- Active: 1940–1943
- Country: South Africa
- Allegiance: South Africa
- Type: Brigade

Commanders
- Notable commanders: Brigadier George Thomas Senescall

= 7th South African Infantry Brigade =

The 7th South African Infantry Brigade was an infantry brigade of the army of the Union of South Africa during World War II.

The Brigade formed part of the South African 3rd Infantry Division and only saw action in the Battle of Madagascar (June–November 1942). After this operation, it remained in South Africa until it was disbanded on 17 May 1943.

== History ==
The Brigade was formed on 17 June 1940 at Premier Mine. It was part of the 3rd South African Infantry Division and remained stationed in South Africa until June 1942.

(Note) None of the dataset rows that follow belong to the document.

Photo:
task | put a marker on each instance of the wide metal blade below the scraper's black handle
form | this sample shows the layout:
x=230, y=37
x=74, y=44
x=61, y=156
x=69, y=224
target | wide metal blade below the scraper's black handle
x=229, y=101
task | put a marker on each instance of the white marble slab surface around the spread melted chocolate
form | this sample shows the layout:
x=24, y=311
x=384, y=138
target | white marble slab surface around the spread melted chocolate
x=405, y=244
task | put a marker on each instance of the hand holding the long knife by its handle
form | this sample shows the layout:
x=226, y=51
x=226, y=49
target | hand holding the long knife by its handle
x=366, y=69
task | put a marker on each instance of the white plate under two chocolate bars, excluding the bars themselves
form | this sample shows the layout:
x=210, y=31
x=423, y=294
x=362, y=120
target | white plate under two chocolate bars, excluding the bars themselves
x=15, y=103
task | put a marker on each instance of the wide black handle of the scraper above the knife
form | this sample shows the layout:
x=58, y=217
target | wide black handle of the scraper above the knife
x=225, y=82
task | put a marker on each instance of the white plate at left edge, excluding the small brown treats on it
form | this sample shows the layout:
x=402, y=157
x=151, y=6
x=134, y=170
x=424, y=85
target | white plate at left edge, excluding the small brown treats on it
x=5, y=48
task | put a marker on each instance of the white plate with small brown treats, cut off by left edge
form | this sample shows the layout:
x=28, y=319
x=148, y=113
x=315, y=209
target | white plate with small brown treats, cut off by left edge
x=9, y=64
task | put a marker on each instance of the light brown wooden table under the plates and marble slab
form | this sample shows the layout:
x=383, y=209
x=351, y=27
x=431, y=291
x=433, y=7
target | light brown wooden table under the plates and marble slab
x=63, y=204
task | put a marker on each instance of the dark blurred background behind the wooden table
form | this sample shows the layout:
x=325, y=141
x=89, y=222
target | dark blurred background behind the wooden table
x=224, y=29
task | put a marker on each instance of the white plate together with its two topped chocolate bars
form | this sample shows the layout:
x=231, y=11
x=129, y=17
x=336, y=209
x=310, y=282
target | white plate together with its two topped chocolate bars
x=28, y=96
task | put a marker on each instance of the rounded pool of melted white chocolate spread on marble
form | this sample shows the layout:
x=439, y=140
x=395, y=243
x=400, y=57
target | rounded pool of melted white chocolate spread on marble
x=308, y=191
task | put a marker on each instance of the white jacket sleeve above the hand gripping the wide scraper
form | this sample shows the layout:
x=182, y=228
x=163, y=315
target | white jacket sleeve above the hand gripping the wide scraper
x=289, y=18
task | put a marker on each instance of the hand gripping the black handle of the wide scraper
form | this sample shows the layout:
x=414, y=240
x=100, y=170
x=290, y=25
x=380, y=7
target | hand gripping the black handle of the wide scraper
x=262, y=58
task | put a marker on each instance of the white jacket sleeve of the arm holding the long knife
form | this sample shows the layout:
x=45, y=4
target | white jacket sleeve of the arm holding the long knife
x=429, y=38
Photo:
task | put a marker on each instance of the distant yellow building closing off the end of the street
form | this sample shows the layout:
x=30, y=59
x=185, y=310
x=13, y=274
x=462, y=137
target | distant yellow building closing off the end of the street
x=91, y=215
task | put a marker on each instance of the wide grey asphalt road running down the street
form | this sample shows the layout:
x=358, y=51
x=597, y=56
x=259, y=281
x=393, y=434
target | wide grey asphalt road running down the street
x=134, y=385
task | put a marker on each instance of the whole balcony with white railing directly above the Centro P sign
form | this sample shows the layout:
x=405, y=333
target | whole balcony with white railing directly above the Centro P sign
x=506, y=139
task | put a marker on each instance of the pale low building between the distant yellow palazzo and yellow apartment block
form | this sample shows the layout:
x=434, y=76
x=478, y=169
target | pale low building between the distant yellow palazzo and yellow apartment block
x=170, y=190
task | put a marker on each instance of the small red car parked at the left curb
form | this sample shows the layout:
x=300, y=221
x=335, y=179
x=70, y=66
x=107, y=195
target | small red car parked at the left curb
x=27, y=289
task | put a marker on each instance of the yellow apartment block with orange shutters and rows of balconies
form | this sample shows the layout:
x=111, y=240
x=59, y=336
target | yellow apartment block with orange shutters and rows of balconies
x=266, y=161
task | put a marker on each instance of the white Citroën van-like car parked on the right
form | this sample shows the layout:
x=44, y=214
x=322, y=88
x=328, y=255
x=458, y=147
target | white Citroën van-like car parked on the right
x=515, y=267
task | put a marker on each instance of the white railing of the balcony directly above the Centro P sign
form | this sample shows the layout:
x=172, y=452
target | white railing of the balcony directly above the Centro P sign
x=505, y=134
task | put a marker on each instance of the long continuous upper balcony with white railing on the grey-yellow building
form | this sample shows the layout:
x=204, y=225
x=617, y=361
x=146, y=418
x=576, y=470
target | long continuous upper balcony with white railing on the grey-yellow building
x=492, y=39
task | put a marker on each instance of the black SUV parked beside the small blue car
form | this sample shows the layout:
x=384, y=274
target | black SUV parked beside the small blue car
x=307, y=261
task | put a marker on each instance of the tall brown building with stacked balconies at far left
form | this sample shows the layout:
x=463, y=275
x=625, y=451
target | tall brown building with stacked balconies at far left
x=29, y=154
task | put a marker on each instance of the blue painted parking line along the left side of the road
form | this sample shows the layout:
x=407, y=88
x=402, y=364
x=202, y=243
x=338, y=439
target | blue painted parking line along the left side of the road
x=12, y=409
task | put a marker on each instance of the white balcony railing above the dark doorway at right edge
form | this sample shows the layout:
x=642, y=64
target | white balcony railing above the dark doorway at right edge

It was then sent, as the 7th Motorised Brigade and under command of Brigadier George Thomas Senescall, to Madagascar to help prevent a Japanese occupation of the island, which was under control of Vichy France. The task of the Brigade was to prepare to defend Diego Suarez against a Japanese landing or a counter-attack by Vichy French forces on the island.

By September, the initial fear of Japanese omnipotence had eventually abated and the 7th Brigade was moved south to help break the stubborn resistance of the remaining Vichy French forces. On 29 September, two companies of the South African Pretoria Highlanders performed the only amphibious landing by South African forces of the entire war, at the west coast harbor town of Tulear. On 6 November 1942, the French commander Armand Annet capitulated.

On 7 December, the 7th Brigade returned to South Africa and became again part of the 3rd Infantry Division. It was disbanded on 17 May 1943.

==Order of battle==
Order of Battle during the Battle of Madagascar

- 1st City Regiment (Grahamstown)
- Pretoria Regiment
- Pretoria Highlanders
- 1st SA Armoured Car Commando
- 6th Field Regiment SA Artillery
- 88th Field Company SA Engineers

==Bibliography==
- Phillips, Russell (2021). A Strange Campaign: The Battle for Madagascar. Shilka Publishing. p. 93. ISBN 978-1912680276.